A palavra-chave nesse discurso é a vulnerabilidade, como se as mulheres que se deslocam internacionalmente fossem incapazes, sempre, de tomar uma decisão racional e é preciso reprimi-las, impedir seu direito de ir e vir, “para seu próprio bem”. Nesse sentido, notam os autores, a prostituta é vista como uma espécie de mulher inferior, incapaz, cuja atividade é articulada com a ilegalidade, com a ligação com máfias criminosas, ainda que o seu trabalho seja, segundo leis brasileiras, legalmente aceito. “Podemos formular a hipótese de que, na luta para o acúmulo de status entre as nações, uma das atribuições do Estado é zelar pela pureza de ‘suas’ cidadãs quando essas viajam além de suas fronteiras, pois o comportamento delas, uma vez identificadas étnica ou nacionalmente no exterior, pode ser facilmente atribuível a todas as mulheres daquela sociedade”, advertem.

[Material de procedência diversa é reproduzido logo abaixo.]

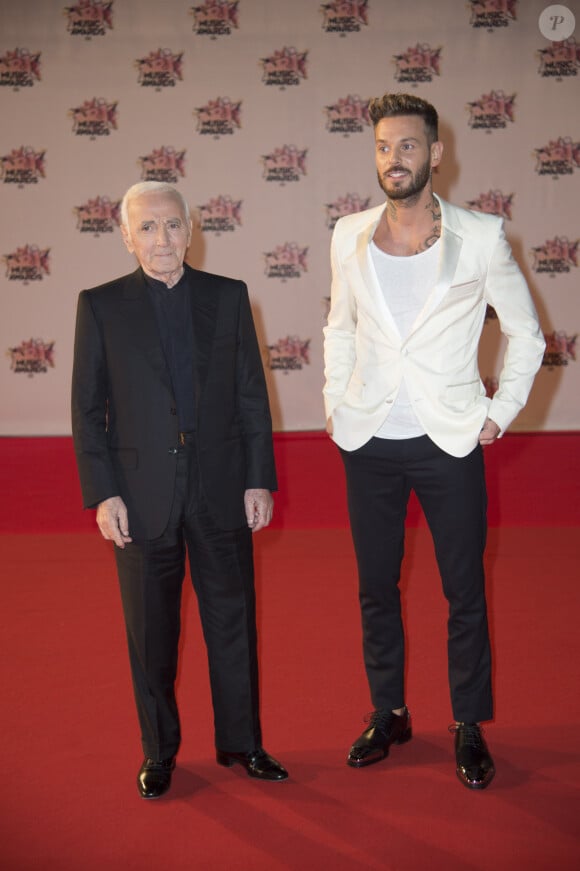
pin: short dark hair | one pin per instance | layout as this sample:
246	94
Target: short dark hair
391	105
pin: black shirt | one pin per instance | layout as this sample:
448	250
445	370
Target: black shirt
173	313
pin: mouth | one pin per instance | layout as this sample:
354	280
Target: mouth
396	174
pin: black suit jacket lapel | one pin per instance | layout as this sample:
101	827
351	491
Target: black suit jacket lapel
141	325
204	302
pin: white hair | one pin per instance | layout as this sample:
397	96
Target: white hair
147	187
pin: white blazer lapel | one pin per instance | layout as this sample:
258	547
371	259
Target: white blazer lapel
451	244
369	276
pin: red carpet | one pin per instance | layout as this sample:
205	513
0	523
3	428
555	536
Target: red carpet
69	801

Haveria, então, um complexo de valores morais e interesses que subjazem e informam as ações do Estado, fazendo com que suas ações de “proteção” sejam pouco funcionais no combate do tráfico real, já que centradas nos discursos de valorização da nação no mundo globalizado. “Mais: é importante lembrar que hoje sabemos muito pouco sobre a prostituição e suas possíveis ligações com o tráfico de mulheres. Portanto, as narrativas hegemônicas no universo antitráfico não se fundamentam em lógica científica, e sim numa ordem moral e política que se apresenta, enganadoramente, como fruto de pesquisa sociocientífica.”

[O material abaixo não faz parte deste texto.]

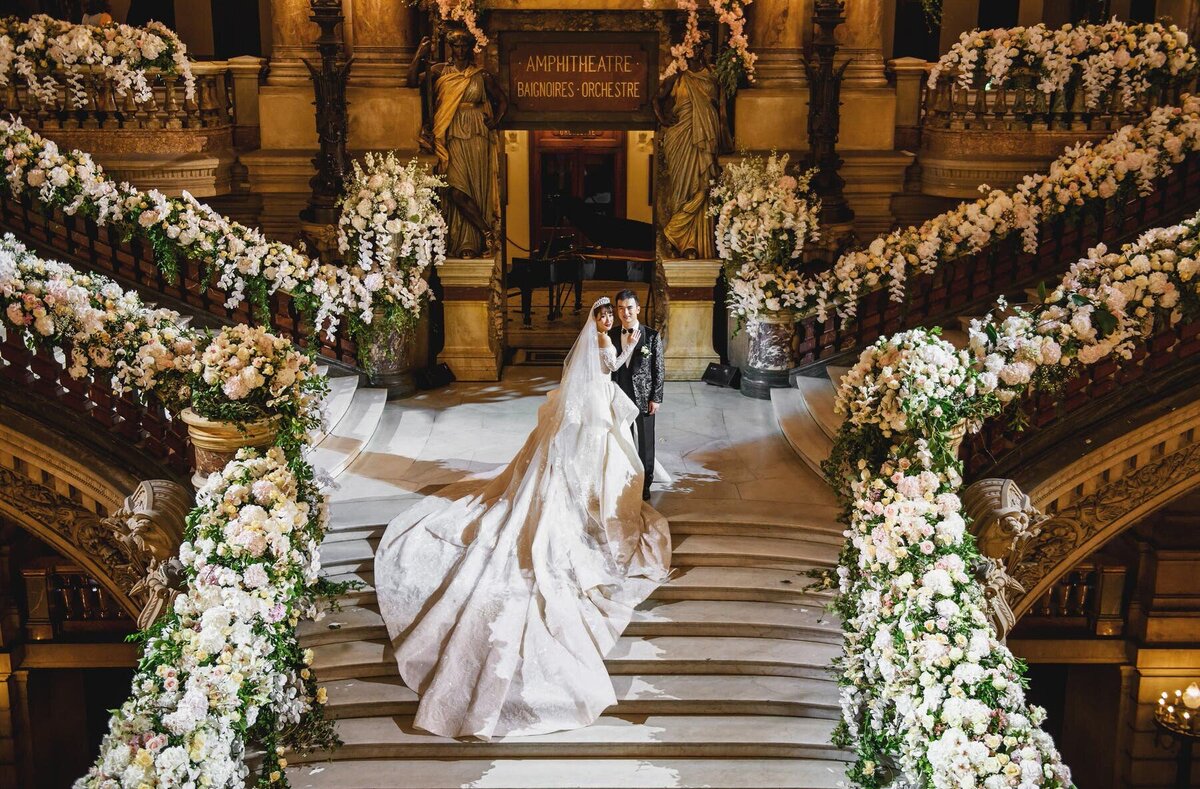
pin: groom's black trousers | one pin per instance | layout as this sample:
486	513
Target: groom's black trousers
643	431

Como resultado, notam, surgem narrativas hegemônicas duvidosas. A primeira salienta a necessidade de o Brasil demonstrar que é membro responsável da comunidade de nações. A segunda separa as brasileiras em deslocamento internacional entre as que “podem viajar” e as que “são vulneráveis e não podem viajar, pelo menos por enquanto”. Por fim, a que situa a prostituição, em geral, como trabalho excepcionalmente degradante e perigoso, equiparado ao tráfico de drogas. “Esses dados levantam dúvidas sobre um Estado que, por um lado, reconhece como seu dever a repressão das violações dos direitos humanos das mulheres e, por outro, é servido por funcionários públicos que entendem as prostitutas como seres essencialmente criminosos e destituídos de direitos.” Logo, a repressão policial antitráfico continua orientando-se pela proibição do movimento de prostituta e não pelo desejo de garantir a essas mulheres (e homens) seus direitos humanos. Na base de tudo, novamente, a ligação entre pureza sexual feminina, Estado e status relativo de grupos sociais. “Numa sociedade onde os símbolos de ‘pureza’ são legíveis para a maioria é fácil dizer quem é ou não ‘pura’. Quando as alianças matrimoniais acontecem entre sociedades, a possibilidade de discernir a pureza relativa de uma mulher é reduzida, sendo a etnicidade ou nacionalidade lida como ‘marca’ da qualidade feminina.” Vale recordar, dizem os autores, que a palavra “francesa”, no Rio do início do século XIX, era sinônimo de prostituta, da mesma forma que hoje o mesmo parece estar acontecendo com a palavra “brasileira” na Europa e nos EUA.